Medium and large size Marauders with J hooks and swivels. Wired to the main line. Please note, large tuna have been known to grab these things so please attach to a reasonable sized reel and rod. Some folks use their trolling rods for double duty such as switching over to a large bait rod when your rotation is not near.
Catchy Tackle spinner jet lures in larger sizes.
There are other trolling lures which may work for you back home. Bring them and lets see how they work out here.
Heavy drop jigs:
Salas PL68 heavy in the glow paint and tuna style J hook is the preferred jig out here however I am really looking forward to seeing how the Asian style drop jigs will do in the hands of master jiggers. Some folks are going with a slightly lighter Salas or Tady glow jig in order to get more of a flutter. Hopefully we will be able to get a real feel for what is superior for at least this trip.

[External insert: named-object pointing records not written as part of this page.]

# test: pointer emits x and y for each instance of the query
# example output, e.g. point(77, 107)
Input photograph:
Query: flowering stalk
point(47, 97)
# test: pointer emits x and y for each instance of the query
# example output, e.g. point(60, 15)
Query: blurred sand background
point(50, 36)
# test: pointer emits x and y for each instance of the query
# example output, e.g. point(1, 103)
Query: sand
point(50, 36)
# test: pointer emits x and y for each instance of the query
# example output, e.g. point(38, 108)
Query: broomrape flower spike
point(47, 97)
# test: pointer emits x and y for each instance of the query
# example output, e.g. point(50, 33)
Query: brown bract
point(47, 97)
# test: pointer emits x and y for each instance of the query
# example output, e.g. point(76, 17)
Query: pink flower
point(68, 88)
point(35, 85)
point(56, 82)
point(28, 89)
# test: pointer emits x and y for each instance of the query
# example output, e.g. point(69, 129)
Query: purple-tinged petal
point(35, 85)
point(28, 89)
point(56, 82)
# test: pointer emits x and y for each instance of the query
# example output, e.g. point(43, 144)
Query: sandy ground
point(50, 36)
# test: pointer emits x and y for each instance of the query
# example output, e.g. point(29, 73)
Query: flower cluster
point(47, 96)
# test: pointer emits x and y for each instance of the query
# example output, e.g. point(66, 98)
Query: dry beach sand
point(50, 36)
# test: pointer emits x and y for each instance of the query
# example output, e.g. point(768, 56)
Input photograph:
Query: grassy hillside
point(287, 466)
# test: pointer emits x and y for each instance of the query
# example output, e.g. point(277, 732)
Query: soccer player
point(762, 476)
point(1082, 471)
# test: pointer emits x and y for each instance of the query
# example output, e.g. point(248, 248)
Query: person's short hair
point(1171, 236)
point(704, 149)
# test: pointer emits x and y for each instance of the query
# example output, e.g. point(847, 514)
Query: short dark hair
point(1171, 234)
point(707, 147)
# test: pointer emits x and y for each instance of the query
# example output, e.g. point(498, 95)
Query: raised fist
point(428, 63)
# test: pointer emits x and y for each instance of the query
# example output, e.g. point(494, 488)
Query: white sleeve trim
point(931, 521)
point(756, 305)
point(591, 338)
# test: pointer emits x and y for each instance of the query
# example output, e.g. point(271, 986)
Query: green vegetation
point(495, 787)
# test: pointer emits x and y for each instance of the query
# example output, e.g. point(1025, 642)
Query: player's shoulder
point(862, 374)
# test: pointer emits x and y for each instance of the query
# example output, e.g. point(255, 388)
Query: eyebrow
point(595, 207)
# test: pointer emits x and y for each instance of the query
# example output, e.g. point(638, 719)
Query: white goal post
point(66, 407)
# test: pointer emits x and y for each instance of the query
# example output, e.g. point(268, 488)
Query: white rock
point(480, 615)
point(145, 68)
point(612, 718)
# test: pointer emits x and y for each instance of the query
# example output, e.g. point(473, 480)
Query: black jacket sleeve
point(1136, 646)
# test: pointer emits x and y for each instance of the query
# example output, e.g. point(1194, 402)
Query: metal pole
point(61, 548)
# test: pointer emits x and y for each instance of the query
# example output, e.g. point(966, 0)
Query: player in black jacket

I already mentioned squid jigs and Sabikis in a previous post which everyone will need.
Anyway, this is a start. Please do not rule out or come with a preconceived notion of what West Coast long range is about. Be prepared to change up your style and technique and go with the flow. Of course if you only want to throw poppers or drop jigs you may fish any way you wish. We really want to see what works in the way of artificials but we will have plenty of time to fish bait as well.
West Coast Long Range is a chance to fish hard and relax hard. We should have plenty of fishing time as many places you can fish 24/7 so pace yourself and do not deny yourself the chance to have an adult beverage... in moderation or to sit back and watch the action. There are usually lulls in the action during which you can choose to take a nap, read a book, hang out or ?? Enjoy this as a fishing vacation.
See you at the docks. If you have any other questions please PM me and I will give you my phone number.